Gevolgen overschatting aantal geboortes

Een (grote) fout in het aantal geboortes heeft diverse mogelijk problematische gevolgen, niet alleen voor de bevolkingsprognose op de langere termijn, maar vooral vanwege de beleidsrelevantie op de kortere termijn. Een onrealistisch scenario ten aanzien van de geboorteaantallen creëert beleidsproblemen die mogelijk niet daadwerkelijk zullen optreden. Wanneer er gedurende een aantal jaren 30.000 kinderen per jaar meer geboren zouden worden dan nu, zou dat al op korte termijn flinke gevolgen hebben voor bijvoorbeeld de vraag naar personeel in de geboortezorg (verloskundigen, kraamverzorgenden, gynaecologen en kinderartsen) en voor de noodzakelijke capaciteit van kinder-IC’s en NICU-bedden. Op de iets langere termijn (vijf tot tien jaar) zou dan ook het aantal kinderen sterk stijgen dat een beroep gaat doen op de kinderopvang, buitenschoolse opvang en de lagere scholen. Dit voegt zich dan bij de al bestaande personeelstekorten in de zorg, kinderopvang en het lager onderwijs. Op de langere termijn zou zo’n sterke stijging in het aantal geboortes ook tot meer jonge arbeidskrachten leiden en tot een afname van de stijgende grijze druk. En zo’n 25 tot 30 jaar na die stijging in de geboortecijfers geeft dit een verhoogd aantal vrouwen in de vruchtbare leeftijd, wat leidt tot een verdere toename in geboortes. Dit alles lijkt echter niet waarschijnlijk op grond van de recente trends in de geboortecijfers.

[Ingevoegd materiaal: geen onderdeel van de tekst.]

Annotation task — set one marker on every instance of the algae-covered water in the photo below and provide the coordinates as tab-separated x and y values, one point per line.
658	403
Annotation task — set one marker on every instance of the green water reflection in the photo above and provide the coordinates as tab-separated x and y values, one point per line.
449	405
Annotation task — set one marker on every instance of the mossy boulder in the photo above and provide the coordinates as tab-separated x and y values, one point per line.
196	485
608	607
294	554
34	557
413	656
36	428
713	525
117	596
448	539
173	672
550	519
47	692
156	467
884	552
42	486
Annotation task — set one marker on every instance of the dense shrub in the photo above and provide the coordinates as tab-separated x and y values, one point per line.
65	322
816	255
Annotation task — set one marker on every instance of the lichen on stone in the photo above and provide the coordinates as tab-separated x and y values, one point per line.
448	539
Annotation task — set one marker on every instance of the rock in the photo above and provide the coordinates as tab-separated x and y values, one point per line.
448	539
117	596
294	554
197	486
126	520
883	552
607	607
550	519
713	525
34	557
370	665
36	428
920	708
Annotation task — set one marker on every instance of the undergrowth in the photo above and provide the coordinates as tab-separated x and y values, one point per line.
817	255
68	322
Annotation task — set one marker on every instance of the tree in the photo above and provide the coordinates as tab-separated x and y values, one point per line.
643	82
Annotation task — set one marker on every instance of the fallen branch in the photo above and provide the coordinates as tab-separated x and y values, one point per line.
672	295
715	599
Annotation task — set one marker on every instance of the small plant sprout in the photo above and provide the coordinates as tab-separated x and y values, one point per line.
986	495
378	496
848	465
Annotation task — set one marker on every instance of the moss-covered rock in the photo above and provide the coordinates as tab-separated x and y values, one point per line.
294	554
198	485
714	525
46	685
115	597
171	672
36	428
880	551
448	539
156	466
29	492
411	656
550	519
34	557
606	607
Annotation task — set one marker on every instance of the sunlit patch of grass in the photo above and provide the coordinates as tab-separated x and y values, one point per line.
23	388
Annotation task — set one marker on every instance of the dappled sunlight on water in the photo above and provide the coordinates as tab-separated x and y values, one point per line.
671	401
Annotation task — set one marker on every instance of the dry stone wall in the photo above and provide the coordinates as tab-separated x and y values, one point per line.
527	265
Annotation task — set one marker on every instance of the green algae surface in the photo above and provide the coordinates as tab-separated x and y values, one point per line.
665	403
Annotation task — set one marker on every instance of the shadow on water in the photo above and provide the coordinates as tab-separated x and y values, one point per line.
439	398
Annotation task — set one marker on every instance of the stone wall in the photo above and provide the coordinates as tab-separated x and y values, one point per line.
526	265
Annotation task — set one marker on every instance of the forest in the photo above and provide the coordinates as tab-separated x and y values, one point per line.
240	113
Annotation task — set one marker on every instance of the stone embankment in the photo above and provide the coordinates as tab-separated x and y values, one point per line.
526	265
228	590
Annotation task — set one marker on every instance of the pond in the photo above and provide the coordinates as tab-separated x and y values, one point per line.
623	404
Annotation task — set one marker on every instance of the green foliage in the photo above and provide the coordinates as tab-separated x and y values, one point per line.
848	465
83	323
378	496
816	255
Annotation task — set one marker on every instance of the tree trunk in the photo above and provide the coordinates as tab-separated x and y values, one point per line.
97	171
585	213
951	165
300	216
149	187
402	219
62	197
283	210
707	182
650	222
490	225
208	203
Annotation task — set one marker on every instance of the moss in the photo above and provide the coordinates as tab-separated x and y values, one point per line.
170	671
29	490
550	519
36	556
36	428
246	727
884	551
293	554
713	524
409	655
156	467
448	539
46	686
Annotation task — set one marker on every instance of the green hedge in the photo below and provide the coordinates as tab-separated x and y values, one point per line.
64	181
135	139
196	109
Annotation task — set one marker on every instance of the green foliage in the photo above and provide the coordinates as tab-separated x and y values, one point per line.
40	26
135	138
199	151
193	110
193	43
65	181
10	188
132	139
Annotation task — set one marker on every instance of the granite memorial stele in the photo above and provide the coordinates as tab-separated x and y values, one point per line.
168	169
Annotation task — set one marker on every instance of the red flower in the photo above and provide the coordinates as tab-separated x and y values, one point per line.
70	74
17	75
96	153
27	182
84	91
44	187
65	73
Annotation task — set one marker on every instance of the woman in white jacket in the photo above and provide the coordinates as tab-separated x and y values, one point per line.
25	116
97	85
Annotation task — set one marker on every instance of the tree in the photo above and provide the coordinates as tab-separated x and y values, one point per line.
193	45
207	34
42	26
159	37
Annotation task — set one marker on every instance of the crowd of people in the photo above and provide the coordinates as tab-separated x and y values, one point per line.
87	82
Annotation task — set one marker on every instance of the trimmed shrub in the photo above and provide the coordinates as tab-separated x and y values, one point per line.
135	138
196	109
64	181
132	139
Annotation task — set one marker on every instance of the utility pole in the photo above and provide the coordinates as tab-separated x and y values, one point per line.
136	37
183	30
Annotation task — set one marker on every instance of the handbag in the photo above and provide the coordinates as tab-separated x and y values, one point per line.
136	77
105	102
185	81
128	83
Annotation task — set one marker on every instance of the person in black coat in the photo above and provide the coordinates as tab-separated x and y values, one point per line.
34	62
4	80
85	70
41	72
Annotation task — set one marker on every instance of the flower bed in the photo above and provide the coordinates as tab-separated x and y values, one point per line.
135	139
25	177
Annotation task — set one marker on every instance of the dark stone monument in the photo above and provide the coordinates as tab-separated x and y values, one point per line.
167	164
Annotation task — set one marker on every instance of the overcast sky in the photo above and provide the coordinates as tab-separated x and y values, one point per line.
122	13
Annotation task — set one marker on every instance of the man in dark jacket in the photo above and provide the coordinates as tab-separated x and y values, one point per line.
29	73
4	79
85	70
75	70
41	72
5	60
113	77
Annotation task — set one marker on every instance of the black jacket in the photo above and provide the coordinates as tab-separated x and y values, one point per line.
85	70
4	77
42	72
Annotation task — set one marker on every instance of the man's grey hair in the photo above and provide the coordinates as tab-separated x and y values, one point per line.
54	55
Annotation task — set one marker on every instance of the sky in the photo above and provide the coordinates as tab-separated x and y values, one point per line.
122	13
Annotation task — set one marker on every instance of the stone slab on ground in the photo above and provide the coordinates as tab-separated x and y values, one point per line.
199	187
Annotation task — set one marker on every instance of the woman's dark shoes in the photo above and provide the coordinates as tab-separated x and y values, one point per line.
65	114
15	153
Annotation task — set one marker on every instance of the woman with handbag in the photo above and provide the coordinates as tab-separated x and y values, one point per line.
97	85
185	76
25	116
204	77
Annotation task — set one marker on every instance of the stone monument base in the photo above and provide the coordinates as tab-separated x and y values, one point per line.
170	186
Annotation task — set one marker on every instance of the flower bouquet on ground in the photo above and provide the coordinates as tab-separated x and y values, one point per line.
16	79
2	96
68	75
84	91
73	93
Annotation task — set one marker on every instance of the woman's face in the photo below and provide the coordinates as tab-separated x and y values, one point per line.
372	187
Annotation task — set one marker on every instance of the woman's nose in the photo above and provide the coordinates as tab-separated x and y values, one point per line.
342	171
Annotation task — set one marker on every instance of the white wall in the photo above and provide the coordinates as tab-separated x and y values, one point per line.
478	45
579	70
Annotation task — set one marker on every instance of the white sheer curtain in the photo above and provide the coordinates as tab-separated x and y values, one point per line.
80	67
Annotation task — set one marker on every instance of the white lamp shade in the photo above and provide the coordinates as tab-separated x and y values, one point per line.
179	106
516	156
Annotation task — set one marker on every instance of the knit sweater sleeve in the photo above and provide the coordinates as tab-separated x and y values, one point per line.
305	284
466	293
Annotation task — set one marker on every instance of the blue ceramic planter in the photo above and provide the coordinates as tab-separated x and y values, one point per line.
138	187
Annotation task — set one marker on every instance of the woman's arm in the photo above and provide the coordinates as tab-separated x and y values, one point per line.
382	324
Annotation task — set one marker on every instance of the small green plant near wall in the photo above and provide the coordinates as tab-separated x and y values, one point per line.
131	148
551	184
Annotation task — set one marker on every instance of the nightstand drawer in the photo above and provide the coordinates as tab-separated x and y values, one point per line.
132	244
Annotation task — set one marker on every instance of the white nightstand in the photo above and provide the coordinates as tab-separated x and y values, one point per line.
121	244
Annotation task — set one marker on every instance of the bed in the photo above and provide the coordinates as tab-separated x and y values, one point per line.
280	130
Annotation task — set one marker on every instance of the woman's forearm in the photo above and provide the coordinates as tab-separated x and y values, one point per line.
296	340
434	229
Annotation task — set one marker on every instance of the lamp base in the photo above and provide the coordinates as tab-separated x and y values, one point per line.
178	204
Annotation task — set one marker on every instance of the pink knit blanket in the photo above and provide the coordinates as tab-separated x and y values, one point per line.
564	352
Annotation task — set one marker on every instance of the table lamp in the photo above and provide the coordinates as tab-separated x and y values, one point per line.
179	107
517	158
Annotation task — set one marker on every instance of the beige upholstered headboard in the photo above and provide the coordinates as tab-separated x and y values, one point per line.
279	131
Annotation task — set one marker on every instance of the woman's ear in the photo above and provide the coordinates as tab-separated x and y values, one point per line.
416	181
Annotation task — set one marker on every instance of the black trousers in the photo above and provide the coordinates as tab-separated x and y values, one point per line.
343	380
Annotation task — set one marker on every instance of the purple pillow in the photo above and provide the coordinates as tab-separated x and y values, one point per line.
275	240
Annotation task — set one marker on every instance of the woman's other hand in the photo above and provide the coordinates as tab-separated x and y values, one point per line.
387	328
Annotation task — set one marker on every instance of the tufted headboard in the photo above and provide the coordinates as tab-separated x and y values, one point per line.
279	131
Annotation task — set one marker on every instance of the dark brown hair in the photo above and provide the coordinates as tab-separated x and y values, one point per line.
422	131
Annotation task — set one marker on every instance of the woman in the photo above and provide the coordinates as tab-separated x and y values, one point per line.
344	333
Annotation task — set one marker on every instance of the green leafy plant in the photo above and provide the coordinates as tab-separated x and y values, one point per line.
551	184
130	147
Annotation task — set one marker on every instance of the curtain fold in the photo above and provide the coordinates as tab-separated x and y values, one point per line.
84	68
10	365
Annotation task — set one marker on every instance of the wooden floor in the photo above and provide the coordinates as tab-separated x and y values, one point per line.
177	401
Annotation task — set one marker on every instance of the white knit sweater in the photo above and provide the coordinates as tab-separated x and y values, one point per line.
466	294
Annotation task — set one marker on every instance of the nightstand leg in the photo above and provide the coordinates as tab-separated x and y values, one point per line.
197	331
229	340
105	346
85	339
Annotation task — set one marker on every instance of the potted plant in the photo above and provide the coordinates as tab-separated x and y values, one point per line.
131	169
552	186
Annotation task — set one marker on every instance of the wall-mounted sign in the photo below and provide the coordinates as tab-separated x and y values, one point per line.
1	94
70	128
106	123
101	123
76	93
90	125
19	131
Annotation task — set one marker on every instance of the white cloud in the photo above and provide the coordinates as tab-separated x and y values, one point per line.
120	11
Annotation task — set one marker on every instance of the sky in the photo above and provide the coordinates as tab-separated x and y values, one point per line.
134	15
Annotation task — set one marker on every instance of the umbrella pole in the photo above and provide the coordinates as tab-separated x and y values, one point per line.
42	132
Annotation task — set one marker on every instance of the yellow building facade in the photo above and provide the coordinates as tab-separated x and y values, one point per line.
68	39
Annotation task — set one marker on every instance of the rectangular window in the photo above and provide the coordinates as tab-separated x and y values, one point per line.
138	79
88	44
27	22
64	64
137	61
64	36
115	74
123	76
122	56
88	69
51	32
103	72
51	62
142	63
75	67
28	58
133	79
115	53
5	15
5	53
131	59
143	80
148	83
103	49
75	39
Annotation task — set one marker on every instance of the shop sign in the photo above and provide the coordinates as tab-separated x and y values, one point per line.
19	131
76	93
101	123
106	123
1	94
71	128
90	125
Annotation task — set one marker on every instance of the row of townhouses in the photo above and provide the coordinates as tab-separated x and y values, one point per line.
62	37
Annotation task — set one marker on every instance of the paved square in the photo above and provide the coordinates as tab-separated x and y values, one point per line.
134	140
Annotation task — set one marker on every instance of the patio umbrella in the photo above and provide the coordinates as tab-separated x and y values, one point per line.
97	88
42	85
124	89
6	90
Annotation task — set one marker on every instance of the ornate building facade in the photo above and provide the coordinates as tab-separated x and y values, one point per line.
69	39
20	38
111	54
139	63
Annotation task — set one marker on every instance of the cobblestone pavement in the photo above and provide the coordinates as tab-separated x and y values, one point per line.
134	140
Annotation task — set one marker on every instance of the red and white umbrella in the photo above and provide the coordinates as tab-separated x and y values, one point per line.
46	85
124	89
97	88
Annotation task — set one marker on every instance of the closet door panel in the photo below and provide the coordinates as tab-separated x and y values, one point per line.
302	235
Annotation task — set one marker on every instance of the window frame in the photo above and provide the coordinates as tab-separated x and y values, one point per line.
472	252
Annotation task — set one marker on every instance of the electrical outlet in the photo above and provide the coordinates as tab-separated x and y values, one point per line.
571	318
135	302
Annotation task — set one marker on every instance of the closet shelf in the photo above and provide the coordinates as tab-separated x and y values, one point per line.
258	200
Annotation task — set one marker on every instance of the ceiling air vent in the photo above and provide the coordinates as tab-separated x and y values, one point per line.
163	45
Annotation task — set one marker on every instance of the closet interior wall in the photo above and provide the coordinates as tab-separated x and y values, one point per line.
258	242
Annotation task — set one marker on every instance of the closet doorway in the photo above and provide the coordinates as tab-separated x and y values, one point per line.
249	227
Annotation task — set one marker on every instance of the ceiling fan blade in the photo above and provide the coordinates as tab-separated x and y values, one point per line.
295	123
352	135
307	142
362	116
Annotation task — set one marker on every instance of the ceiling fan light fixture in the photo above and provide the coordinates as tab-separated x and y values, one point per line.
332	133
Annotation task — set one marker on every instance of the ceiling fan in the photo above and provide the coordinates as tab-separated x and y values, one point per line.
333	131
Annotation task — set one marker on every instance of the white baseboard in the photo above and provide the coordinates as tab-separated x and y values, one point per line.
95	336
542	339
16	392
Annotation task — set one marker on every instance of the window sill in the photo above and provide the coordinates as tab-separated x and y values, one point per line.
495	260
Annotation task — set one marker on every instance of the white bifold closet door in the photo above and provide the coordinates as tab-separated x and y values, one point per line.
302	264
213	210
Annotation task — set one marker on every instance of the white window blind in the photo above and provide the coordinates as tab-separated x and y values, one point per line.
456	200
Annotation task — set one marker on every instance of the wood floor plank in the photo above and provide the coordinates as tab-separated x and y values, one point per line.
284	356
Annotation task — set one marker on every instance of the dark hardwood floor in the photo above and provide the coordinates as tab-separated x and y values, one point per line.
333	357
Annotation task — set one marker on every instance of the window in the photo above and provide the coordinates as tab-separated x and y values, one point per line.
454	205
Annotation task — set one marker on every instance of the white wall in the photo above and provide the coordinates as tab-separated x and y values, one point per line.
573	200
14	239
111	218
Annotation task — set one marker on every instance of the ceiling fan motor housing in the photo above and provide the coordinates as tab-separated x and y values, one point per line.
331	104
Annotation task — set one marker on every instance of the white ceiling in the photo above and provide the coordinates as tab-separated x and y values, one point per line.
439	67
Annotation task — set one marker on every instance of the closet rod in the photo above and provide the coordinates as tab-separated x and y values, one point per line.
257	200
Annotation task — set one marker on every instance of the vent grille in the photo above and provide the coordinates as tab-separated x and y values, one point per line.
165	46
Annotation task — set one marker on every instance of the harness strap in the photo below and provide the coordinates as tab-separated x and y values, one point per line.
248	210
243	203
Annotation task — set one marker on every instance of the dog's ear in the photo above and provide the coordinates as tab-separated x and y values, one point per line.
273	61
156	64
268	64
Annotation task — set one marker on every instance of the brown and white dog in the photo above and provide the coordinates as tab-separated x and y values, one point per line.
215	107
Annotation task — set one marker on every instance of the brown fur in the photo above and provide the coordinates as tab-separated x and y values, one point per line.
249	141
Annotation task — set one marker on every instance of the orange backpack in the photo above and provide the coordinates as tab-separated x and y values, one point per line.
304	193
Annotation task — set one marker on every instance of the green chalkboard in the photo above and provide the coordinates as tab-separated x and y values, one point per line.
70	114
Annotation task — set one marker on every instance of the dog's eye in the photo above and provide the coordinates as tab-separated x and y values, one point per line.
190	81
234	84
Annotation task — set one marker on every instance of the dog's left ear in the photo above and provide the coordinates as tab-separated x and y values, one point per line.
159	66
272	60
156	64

De bevolkingsprognoses van het CBS worden ook gebruikt door een aantal planbureaus en adviesorganen, bijvoorbeeld het Capaciteitsorgaan voor de zorg (Capaciteitsorgaan, 2022), dat onder andere de behoefte aan gynaecologen en kinderartsen raamt. Het Ministerie van OCW gebruikt de prognoses om de toekomstige onderwijsdeelname te schatten, zowel op landelijk als gemeenteniveau (OCW, 2022). Bij een uitblijvende stijging van het geboortecijfer voorspelt OCW een veel te hoog aantal kinderen in de lagereschoolleeftijd (in 2035 mogelijk 180.000 te veel). Verder werken de CBS-prognoses ook door in de regionale bevolkingsprognoses van het PBL (PBL, 2022), die daarmee op onderdelen ook wankel worden. En ook andere beleidsondersteunende organisaties (SCP, RIVM, CPB) maken gebruik van onderdelen van deze bevolkingsprognoses.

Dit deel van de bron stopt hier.